Just putting some progress here, and providing a smaller reproducible example. This seems unrelated to the existence of the index. Instead, implicit conversions from INTEGER to BIGINT 'invalidate' the hard-coded 32-bit shift result.

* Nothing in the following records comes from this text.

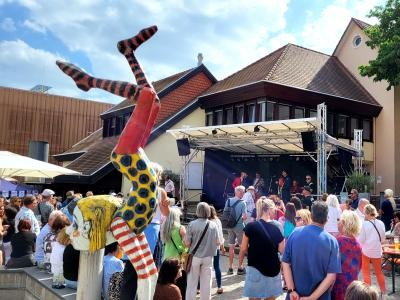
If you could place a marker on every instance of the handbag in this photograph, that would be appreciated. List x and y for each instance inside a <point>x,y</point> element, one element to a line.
<point>189,259</point>
<point>380,239</point>
<point>182,255</point>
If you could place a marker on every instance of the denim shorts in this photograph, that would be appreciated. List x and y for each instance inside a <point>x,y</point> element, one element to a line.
<point>257,285</point>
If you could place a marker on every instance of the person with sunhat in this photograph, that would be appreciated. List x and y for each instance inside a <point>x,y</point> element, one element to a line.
<point>249,199</point>
<point>69,196</point>
<point>46,206</point>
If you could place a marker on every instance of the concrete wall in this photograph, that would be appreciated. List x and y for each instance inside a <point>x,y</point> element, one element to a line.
<point>164,151</point>
<point>386,166</point>
<point>30,284</point>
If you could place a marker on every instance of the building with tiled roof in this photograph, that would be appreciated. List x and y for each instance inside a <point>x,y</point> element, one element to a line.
<point>288,83</point>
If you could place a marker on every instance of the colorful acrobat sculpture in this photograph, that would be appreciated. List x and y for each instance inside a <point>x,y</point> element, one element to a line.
<point>91,230</point>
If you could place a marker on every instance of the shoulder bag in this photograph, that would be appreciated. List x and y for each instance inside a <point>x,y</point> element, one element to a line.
<point>188,263</point>
<point>380,239</point>
<point>267,235</point>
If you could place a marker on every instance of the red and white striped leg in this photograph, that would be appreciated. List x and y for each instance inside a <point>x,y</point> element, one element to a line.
<point>138,251</point>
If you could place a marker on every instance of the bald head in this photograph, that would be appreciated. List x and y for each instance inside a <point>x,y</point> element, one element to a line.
<point>362,203</point>
<point>53,215</point>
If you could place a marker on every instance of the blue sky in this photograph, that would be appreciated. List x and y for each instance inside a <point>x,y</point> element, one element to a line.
<point>230,35</point>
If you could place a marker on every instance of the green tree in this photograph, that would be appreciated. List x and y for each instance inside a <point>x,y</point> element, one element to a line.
<point>385,36</point>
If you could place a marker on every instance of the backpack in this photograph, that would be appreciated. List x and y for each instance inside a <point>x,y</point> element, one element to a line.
<point>229,218</point>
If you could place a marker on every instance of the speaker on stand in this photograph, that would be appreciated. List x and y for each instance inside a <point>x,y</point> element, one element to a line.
<point>183,147</point>
<point>309,140</point>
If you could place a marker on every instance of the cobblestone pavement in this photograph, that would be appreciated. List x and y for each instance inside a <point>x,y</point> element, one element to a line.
<point>233,284</point>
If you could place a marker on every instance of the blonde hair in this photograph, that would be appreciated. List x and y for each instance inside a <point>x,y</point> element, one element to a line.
<point>332,201</point>
<point>351,223</point>
<point>263,205</point>
<point>63,238</point>
<point>305,215</point>
<point>171,222</point>
<point>389,196</point>
<point>370,210</point>
<point>99,211</point>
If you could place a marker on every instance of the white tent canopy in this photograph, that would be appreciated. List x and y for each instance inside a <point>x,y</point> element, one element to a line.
<point>273,137</point>
<point>12,164</point>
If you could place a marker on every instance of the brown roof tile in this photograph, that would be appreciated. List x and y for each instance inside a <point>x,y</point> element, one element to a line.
<point>360,23</point>
<point>302,68</point>
<point>96,156</point>
<point>98,149</point>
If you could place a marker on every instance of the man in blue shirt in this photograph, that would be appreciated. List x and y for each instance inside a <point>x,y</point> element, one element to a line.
<point>311,258</point>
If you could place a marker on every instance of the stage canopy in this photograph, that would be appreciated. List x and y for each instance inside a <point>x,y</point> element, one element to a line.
<point>259,138</point>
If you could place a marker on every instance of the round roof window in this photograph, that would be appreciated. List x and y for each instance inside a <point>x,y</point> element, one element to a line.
<point>357,41</point>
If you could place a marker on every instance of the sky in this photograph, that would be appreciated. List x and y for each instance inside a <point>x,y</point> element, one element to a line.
<point>230,34</point>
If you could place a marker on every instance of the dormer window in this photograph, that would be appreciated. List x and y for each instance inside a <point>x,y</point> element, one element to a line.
<point>357,41</point>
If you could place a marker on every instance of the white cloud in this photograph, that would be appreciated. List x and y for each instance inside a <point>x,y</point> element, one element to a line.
<point>8,25</point>
<point>230,34</point>
<point>34,26</point>
<point>24,67</point>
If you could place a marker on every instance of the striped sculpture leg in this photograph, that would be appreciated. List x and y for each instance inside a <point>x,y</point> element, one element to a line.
<point>138,251</point>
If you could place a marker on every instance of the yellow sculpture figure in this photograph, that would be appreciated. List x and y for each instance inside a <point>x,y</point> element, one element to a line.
<point>128,157</point>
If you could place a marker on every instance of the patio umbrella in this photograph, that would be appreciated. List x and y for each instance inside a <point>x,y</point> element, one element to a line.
<point>12,164</point>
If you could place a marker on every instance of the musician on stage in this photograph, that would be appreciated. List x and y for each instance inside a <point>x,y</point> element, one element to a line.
<point>241,180</point>
<point>309,183</point>
<point>285,185</point>
<point>259,185</point>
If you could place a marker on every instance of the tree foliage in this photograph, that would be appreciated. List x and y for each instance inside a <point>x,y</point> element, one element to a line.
<point>385,36</point>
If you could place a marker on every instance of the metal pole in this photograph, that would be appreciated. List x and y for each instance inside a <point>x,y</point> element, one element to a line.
<point>321,150</point>
<point>90,276</point>
<point>358,163</point>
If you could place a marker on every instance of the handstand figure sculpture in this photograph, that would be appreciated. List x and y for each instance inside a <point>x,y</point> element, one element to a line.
<point>128,157</point>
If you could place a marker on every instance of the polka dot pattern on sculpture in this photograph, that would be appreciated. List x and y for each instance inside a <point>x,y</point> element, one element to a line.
<point>153,186</point>
<point>143,193</point>
<point>126,160</point>
<point>152,203</point>
<point>128,215</point>
<point>134,186</point>
<point>141,165</point>
<point>144,179</point>
<point>140,222</point>
<point>132,171</point>
<point>139,209</point>
<point>132,201</point>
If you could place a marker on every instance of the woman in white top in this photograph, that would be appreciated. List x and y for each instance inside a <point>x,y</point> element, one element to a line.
<point>56,259</point>
<point>371,237</point>
<point>334,213</point>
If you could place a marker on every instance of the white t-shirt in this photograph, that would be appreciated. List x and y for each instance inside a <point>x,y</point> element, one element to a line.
<point>369,240</point>
<point>360,215</point>
<point>56,258</point>
<point>333,218</point>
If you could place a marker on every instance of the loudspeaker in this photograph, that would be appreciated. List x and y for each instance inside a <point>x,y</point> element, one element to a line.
<point>183,147</point>
<point>309,140</point>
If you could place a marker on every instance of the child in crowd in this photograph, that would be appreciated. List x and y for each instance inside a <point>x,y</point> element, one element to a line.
<point>111,265</point>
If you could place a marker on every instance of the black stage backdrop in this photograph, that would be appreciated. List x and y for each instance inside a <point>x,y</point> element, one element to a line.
<point>221,168</point>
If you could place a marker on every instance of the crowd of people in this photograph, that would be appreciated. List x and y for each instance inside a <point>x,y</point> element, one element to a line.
<point>308,248</point>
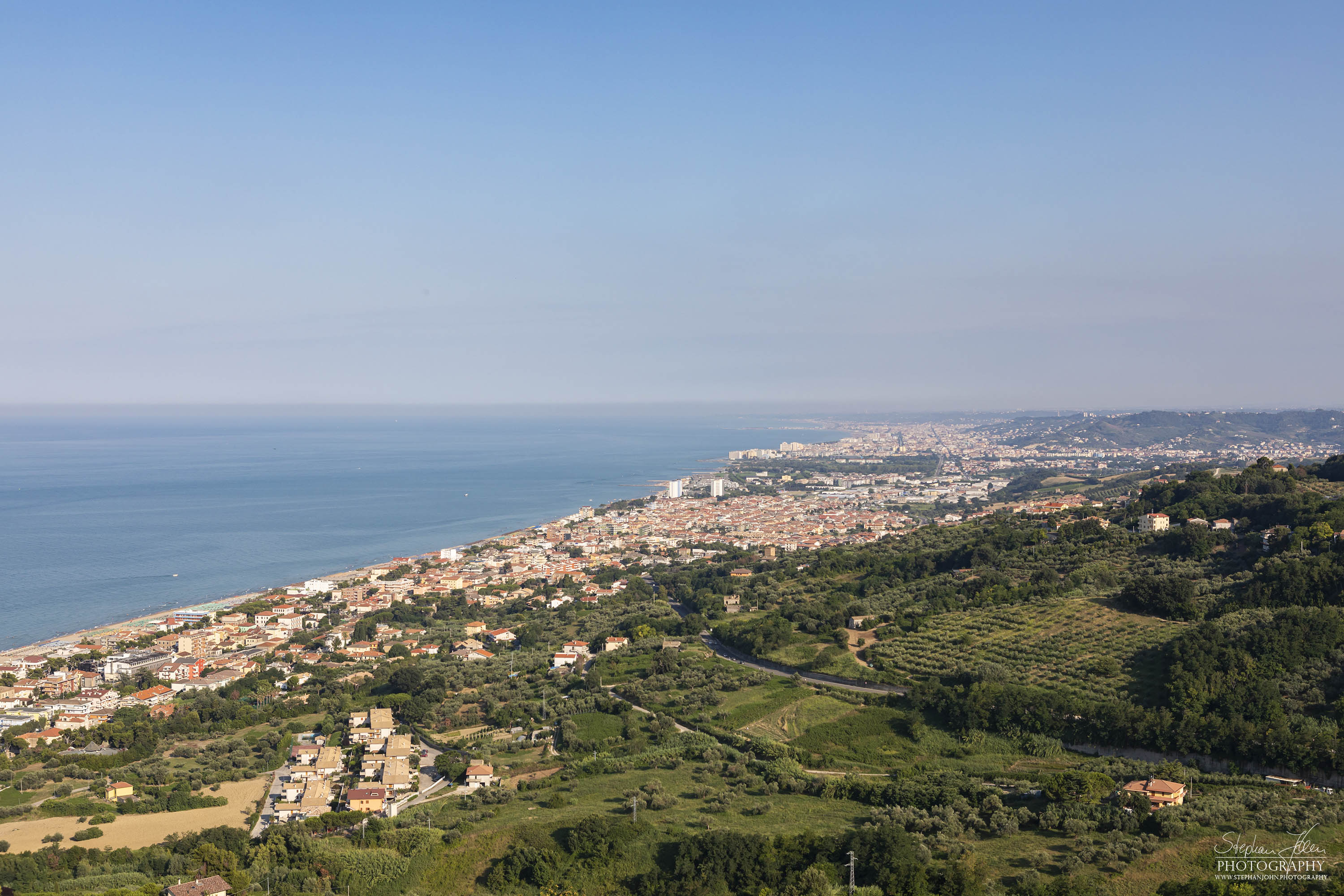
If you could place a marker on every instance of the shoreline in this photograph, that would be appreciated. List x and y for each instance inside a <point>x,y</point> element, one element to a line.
<point>74,637</point>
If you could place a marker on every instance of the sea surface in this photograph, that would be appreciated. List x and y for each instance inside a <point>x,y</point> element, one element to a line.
<point>105,519</point>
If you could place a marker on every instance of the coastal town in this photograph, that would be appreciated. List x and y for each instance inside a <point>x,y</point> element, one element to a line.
<point>53,694</point>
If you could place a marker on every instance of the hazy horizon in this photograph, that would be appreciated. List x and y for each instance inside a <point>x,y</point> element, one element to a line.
<point>871,206</point>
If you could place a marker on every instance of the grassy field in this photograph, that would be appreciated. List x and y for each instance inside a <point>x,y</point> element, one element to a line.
<point>746,706</point>
<point>1051,644</point>
<point>14,797</point>
<point>797,718</point>
<point>603,794</point>
<point>796,655</point>
<point>143,831</point>
<point>596,726</point>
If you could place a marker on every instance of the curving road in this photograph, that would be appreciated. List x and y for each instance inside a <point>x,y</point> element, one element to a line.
<point>780,669</point>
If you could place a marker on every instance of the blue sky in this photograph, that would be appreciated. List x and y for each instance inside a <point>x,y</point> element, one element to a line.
<point>965,206</point>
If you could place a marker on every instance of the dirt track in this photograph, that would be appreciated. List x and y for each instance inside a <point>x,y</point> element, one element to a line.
<point>143,831</point>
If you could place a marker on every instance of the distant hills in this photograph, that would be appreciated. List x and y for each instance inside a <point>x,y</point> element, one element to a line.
<point>1198,431</point>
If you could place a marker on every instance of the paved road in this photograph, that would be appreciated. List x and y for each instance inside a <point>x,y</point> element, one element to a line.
<point>269,806</point>
<point>431,784</point>
<point>780,669</point>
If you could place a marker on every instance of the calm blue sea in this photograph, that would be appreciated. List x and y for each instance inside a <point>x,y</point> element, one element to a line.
<point>97,513</point>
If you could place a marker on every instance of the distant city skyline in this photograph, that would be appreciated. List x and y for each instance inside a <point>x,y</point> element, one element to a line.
<point>873,206</point>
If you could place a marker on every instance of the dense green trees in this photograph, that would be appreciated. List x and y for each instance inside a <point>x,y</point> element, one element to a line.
<point>1170,597</point>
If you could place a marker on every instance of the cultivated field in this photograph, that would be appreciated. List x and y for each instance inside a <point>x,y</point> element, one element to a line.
<point>1053,644</point>
<point>797,718</point>
<point>143,831</point>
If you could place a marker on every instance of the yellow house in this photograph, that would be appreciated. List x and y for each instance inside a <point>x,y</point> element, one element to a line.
<point>1160,793</point>
<point>120,790</point>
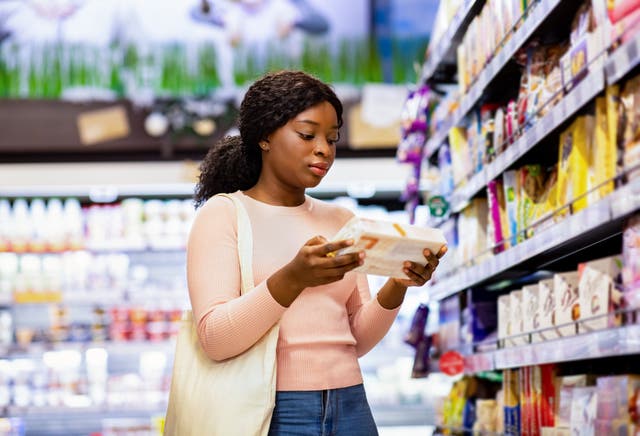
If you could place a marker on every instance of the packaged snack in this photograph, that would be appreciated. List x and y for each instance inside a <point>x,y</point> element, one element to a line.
<point>565,289</point>
<point>629,133</point>
<point>573,163</point>
<point>631,262</point>
<point>600,293</point>
<point>530,303</point>
<point>504,317</point>
<point>544,318</point>
<point>532,184</point>
<point>497,225</point>
<point>511,385</point>
<point>566,386</point>
<point>516,309</point>
<point>603,161</point>
<point>511,195</point>
<point>460,157</point>
<point>388,245</point>
<point>618,399</point>
<point>545,205</point>
<point>584,404</point>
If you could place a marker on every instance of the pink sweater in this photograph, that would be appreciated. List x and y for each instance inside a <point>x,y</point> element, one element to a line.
<point>322,333</point>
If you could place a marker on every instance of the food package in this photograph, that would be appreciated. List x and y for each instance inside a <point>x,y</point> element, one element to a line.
<point>387,244</point>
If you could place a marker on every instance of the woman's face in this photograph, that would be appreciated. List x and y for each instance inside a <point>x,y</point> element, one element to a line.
<point>301,152</point>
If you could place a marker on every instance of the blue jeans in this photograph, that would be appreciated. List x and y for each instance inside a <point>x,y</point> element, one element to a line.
<point>331,412</point>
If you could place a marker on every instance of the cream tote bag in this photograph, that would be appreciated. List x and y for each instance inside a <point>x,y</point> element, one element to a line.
<point>234,397</point>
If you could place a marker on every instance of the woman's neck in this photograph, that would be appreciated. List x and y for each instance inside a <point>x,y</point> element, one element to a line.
<point>275,197</point>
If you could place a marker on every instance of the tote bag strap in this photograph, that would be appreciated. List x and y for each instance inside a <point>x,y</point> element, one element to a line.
<point>245,244</point>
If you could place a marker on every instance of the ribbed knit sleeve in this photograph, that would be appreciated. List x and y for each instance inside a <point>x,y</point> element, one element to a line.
<point>369,321</point>
<point>227,325</point>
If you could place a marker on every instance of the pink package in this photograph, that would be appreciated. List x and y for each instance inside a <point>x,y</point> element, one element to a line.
<point>631,262</point>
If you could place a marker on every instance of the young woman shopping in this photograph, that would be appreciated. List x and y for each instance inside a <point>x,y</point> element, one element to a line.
<point>289,124</point>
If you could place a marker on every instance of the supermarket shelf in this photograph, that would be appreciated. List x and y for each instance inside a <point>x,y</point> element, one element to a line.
<point>593,345</point>
<point>536,16</point>
<point>66,421</point>
<point>445,46</point>
<point>103,410</point>
<point>360,178</point>
<point>579,96</point>
<point>567,235</point>
<point>623,60</point>
<point>132,347</point>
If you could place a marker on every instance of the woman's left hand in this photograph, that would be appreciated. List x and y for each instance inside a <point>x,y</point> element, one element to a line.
<point>419,274</point>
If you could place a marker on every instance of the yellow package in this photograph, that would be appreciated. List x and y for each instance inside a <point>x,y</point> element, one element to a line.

┌─────────────┴─────────────┐                             
│           FILTER          │                             
│   ─ ─ ─ ─ ─ ─ ─ ─ ─ ─ ─   │                             
│CAST((CAST(col AS BIGINT) >│                             
│  > SUBQUERY) AS BOOLEAN)  │                             
│   ─ ─ ─ ─ ─ ─ ─ ─ ─ ─ ─   │                             
│           EC: 0           │                             
│   ─ ─ ─ ─ ─ ─ ─ ─ ─ ─ ─   │                             
│             1             │                             
│          (0.00s)          │                             
└─────────────┬─────────────┘ 
# here, our col is of type INTEGER
statement ok
CREATE TABLE tbl(col INTEGER);

statement ok
INSERT INTO tbl(col) VALUES (0), (0), (0), (0), (0), (0), (0), (0), (0), (0), (0), (0), (0), (0), (0), (0), (0), (0), (0), (0), (0), (0), (0), (0), (0), (0), (0), (0), (0), (0), (0), (0);

statement ok
INSERT INTO tbl(col) VALUES (-1);

query I
SELECT tbl.rowid FROM tbl WHERE tbl.col;
----
32

query I
SELECT col FROM tbl WHERE tbl.col >> 32;
----

# rowid is of type BIGINT, so we cast tbl.col to BIGINT, too (we cast to the 'bigger' type)
# this 'incorrectly' outputs -1 instead of zero rows, because we now shift a BIGINT by 32 bits
query I
SELECT col FROM tbl WHERE tbl.col >> (SELECT tbl2.rowid FROM tbl AS tbl2 WHERE tbl2.col);
----

# an explicit cast fixes this
query I
SELECT col FROM tbl WHERE tbl.col >> (SELECT tbl2.rowid FROM tbl AS tbl2 WHERE tbl2.col)::INTEGER;
----
taniabogatsch commented 1 year ago

Accordingly, we can add a typecast to the initial example.

statement ok
CREATE TABLE t0(c0 INTEGER);

statement ok
INSERT INTO t0(c0) VALUES (1), (1), (1), (1), (1), (1), (1), (1), (1), (1), (1), (1), (1), (1), (1), (1);

statement ok
CREATE INDEX i3 ON t0(c0);

statement ok
UPDATE t0 SET c0=(0.1);

statement ok
INSERT INTO t0(c0) VALUES (-1);

query I
SELECT (MIN(t0.rowid)) AS c0 FROM t0 WHERE t0.c0;
----
32

# casting the subquery to INTEGER avoids implicitly converting t0.c0 to BIGINT, resulting in the expected shift result
query I
SELECT (MIN(t0.rowid)) AS c0 FROM t0 WHERE ((t0.c0)>>(SELECT (MIN(t0.rowid)) AS c0 FROM t0 WHERE t0.c0)::INTEGER);
----
NULL
DerZc commented 1 year ago

I got it, thank you for your patience in explaining!